Men who undergo a common treatment for prostate cancer may be at increased risk of dementia, according to a new study.
Their previous studies have shown that men who undergo androgen deprivation therapy (ADT), a testosterone-lowering therapy may be at an increased risk of dementia, including Alzheimer’s disease, compared to men who were not treated with the therapy.
The largest of its kind ever performed on this topic shows that all existing studies taken together support the link to dementia and show a possible link to Alzheimer’s.
“Since publishing our initial findings, there has been a lot of other research on this topic, and we wanted to see what that research was saying,” said Kevin Nead.

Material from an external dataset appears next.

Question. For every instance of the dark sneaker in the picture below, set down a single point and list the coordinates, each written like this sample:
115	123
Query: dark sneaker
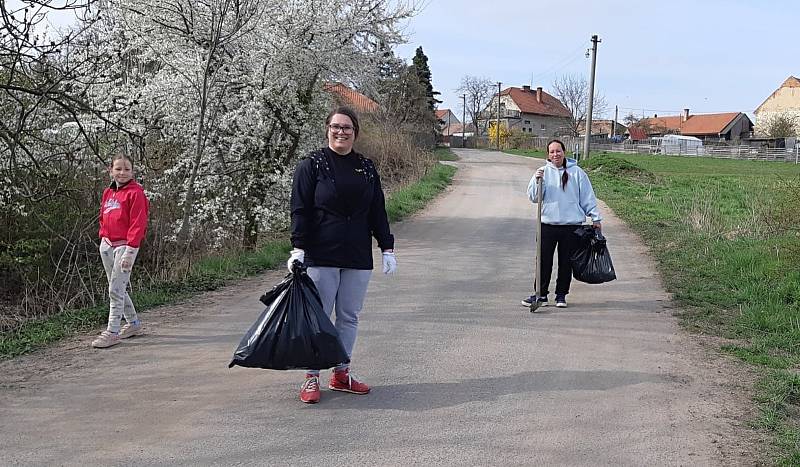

“This analysis tells us that the composite message of existing studies is that androgen deprivation therapy is associated with dementia,” said Nead.
The team compiled data from four different global databases looking at studies on ADT patients and dementia and Alzheimer’s.
An analysis of more than 50,000 patients worldwide showed a consistent statistical link between men who underwent ADT for prostate cancer and men who developed dementia.
The numbers show correlation, not causation at this point, but that there is evidence of a direct connection, Nead said.
“Research shows androgens play a key role in neuron maintenance and growth, so the longer you undergo this therapy to decrease androgens, the more it may impact the brain’s normal functions,” he said.
The analysis was less conclusive on the question of Alzheimer’s. While there was still a connection, it was not as clearly defined as the link to dementia.
Evidence for a link between ADT and neuro-cognitive dysfunction is growing and should be part of the conversation between doctors and patients, Nead said.
“There’s enough evidence of these links that patients should know about them when considering their options,” he said.